In outline only, it’s like the profound upwelling of democratic feeling which Scotland experienced two years ago. But the content is very different. Like it or not, the proposition of Scottish independence was a serious and plausible response to injured democratic feeling. But "Middle England" 2016 is not dealing in realities. In bellowing about "taking back control" from "the diktat of faceless Brussels bureaucrats", it’s simply aiming at the wrong targets.

Are English people justified in feeling unrepresented, underprivileged and manipulated by a remote power-clique? Yes, they are. But that enemy is not the Commission and it’s not Brussels. It’s London. It’s the geopolitical dominance of London and the south-east, and the elitist power-politics of the United Kingdom.

Direct rebellion against that metropolitan elite would threaten both Remain and Leave leaderships. Most of them belong to it. So Leave campaigners have adeptly diverted political anger into the existing English panic about immigration.

Much of that panic is baseless. Some real cases exist where European immigration has pushed down local wages or overloaded English schools, hospitals or housing. But it’s not Brussels that is to blame, let alone Polish or Romanian families. It’s recent governments – Labour and Tory alike – who gave up on council housing and failed to finance the growth of schools and hospitals. As Scottish governments have realised, the post-2004 influx from ex-Communist Europe has helped demography, returned a fiscal profit and stayed within manageable numbers.
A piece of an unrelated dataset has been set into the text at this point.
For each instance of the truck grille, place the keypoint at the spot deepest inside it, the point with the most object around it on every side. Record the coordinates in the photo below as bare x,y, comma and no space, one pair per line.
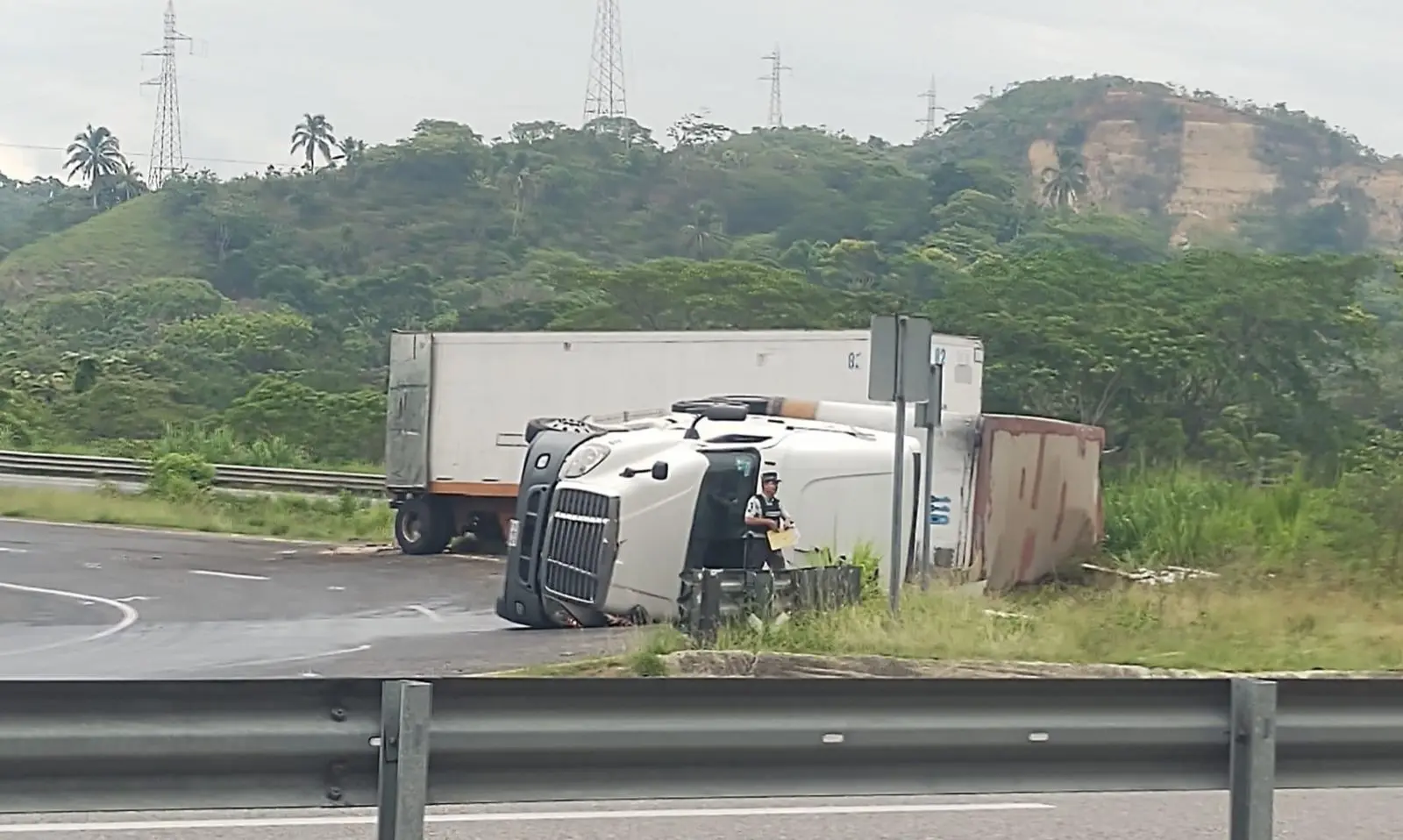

But "take back control" – the only referendum slogan which has gone viral – stays trained on "foreigners", not Westminster. That, of course, conceals the sort of control which the Leave leaders would exercise if they won the referendum. On Tuesday, Tory rebel ministers led by Boris Johnson unveiled a programme of public spending to balance an end of European support and subsidies. The Remain camp, backed by the Institute of Fiscal Studies, called it "fantasy economics". But the Leave Tories are behaving as if David Cameron was already history, and they were a government in waiting.

So why do English voters, though simmering with outrage about supposed affronts to democracy, fail to see through it all? It’s now plain that something like a Tory coup d’état is planned after a Brexit vote. Cameron, George Osborne and others would be thrown into the Thames and replaced by an even more right-wing cabinet. Who voted for that? What happened to that democratic determination to "take back our country"?

When millions of people hold a sincere opinion, even one as wrong-headed as the immigration panic, they are entitled not to be sneered at. The problem with English nationalism is lack of leadership. There is widespread resentment – "we are the majority, but we don’t get a parliament or a fair share of the money like the whinging Scots and the Welsh". But there is no serious English National Party.

Even Ukip is carefully "UK". The Tories in William Hague’s time fiddled briefly with the idea of becoming an "ENP", but dropped it. England’s large and liberal middle class – the group which traditionally leads civic nationalism in Europe – draws back in fastidious horror; St George’s flag, they think, is only for working-class football hooligans. This snobbery surrenders "English" politics to confusion, primitive xenophobia and easy manipulation by any passing bunch of demagogues.

And yet England does deserve its independence. A tolerant, tough nation with a unique sense of fairness, the English are badly governed in Britain and increasingly they know it.

It may be that intelligent men and women will stop holding their noses and take up this cause. It may be that only Scotland’s secession can break the spell of "Britishness" and let England take itself seriously. But Thursday’s "English indyref", if its choice is merely to quit the European Union, will leave England further from independence than ever.